Die Freude am Älterwerden
Ich musste neulich schmunzeln, als ich mit einer Freundin walken war und sie von ihrem Enkel erzählte – endlich 3 ½!!!!!!!!!
Emis Kitafreundin ist ein halbes Jahr älter als er und behandelt ihn immer als den „Kleinen“. Das gefällt ihm natürlich gar nicht. Gestern wurde er nun endlich auch 3 ½ , leider ist sie dummerweise inzwischen 4 !!!!! Wieder der „Kleine“!!!
Wir amüsierten uns. Mit 50+ hatte sich unsere Begeisterung über das Älterwerden schon etwas gelegt und wir fiebern den Geburtstagen nicht mehr entgegen.

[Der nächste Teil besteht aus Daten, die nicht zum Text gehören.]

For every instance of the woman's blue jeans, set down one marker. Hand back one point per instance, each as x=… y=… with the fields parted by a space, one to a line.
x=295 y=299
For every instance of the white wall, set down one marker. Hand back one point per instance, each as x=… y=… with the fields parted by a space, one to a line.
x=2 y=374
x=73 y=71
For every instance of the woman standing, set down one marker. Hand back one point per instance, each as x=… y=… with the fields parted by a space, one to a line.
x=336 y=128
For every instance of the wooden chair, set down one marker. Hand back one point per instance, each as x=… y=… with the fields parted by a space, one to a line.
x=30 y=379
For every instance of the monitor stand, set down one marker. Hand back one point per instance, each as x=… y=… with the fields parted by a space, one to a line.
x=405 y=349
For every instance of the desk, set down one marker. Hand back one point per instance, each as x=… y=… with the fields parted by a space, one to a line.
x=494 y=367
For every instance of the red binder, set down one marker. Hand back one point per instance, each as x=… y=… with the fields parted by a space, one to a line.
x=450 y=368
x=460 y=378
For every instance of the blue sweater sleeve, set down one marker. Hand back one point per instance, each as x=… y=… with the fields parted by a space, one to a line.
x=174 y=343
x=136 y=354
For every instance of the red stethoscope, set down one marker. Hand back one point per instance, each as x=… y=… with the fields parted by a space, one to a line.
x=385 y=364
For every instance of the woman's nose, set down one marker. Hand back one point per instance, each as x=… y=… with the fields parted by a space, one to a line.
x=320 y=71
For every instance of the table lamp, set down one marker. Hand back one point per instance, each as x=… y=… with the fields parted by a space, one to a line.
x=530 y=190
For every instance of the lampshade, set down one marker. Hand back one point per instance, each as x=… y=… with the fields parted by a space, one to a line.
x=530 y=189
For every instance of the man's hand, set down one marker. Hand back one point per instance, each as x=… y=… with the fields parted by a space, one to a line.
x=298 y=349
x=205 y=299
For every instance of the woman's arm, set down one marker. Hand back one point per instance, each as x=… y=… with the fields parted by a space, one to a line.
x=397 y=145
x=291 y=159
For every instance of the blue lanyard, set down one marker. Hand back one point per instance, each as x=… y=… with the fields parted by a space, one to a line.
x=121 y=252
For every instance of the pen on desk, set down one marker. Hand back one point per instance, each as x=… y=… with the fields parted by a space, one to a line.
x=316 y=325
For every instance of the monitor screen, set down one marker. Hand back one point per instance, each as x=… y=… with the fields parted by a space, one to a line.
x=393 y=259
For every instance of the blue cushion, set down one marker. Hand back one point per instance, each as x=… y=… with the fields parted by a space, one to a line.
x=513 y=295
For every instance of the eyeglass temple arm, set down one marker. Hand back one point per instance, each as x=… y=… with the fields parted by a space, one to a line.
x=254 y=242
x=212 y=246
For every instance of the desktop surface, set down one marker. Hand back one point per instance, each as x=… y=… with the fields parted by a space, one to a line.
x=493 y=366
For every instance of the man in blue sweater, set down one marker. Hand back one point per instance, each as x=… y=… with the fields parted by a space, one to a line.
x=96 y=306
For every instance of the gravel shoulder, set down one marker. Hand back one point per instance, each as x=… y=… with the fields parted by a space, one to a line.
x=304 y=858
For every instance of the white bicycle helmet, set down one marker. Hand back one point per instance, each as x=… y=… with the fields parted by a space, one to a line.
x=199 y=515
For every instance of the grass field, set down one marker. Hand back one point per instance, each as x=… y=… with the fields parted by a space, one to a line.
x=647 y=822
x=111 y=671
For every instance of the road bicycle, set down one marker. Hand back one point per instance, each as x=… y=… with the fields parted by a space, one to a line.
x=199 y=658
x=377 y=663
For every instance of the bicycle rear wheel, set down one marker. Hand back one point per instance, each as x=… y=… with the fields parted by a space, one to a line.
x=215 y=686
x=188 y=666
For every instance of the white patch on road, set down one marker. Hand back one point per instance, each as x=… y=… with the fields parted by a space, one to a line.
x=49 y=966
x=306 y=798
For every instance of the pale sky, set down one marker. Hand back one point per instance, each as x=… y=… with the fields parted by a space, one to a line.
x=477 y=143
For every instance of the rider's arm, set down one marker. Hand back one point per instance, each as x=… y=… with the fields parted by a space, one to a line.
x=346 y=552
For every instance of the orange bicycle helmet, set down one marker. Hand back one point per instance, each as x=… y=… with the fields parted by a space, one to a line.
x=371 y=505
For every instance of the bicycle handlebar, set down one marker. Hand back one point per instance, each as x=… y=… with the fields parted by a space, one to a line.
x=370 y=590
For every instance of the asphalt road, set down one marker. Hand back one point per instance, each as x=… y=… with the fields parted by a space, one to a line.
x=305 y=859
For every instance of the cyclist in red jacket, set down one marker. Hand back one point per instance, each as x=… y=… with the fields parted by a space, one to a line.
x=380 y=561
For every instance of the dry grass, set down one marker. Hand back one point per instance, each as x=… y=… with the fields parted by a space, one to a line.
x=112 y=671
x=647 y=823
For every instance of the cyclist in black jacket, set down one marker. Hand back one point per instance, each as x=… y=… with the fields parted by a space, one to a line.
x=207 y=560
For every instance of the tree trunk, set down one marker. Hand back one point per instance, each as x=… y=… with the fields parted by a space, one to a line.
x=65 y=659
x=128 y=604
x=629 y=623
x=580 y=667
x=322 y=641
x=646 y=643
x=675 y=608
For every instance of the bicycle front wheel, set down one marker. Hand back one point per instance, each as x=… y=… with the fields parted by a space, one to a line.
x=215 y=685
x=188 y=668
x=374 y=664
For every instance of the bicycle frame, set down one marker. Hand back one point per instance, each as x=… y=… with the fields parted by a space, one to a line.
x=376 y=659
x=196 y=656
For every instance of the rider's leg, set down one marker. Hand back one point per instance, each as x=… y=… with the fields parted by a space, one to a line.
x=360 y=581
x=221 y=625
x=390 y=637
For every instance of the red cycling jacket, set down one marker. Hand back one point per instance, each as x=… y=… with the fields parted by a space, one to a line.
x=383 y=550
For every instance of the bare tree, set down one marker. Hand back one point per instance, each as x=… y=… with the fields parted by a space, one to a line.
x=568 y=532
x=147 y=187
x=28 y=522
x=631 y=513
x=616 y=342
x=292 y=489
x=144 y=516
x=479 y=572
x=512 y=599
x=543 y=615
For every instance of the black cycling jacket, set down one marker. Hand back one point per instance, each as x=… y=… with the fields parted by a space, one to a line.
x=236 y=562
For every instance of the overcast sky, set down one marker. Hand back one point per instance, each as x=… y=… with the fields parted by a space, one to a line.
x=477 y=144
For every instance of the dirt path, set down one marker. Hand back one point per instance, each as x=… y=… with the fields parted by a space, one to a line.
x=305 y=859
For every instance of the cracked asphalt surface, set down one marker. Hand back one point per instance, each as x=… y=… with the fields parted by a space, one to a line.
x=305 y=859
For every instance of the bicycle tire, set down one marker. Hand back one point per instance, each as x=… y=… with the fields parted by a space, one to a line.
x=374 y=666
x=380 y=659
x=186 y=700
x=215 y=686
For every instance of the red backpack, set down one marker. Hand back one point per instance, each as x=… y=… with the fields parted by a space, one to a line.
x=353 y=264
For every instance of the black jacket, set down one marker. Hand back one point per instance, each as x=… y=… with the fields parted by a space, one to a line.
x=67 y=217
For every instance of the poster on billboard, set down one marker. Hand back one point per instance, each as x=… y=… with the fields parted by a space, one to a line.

Trotzdem erinnere ich mich nur zu gut, wie ich selbst meinen 18. Geburtstag herbeigesehnt habe. Endlich volljährig und selbst entscheiden können, statt mit endlosen Diskussionen versuchen, die Eltern von bestimmten Wünschen und Vorstellungen zu überzeugen. Soweit so gut.
Die Kehrseite der „Freiheit“
Doch wie verhielt es sich dann wirklich? War es die ersehnte große „Frei“heit oder eher eine „Frei“heit in „homöopathischen“ Dosen? Die Kehrseite der „Frei“heit heißt Verantwortung übernehmen, und das wollte erstmal gelernt werden.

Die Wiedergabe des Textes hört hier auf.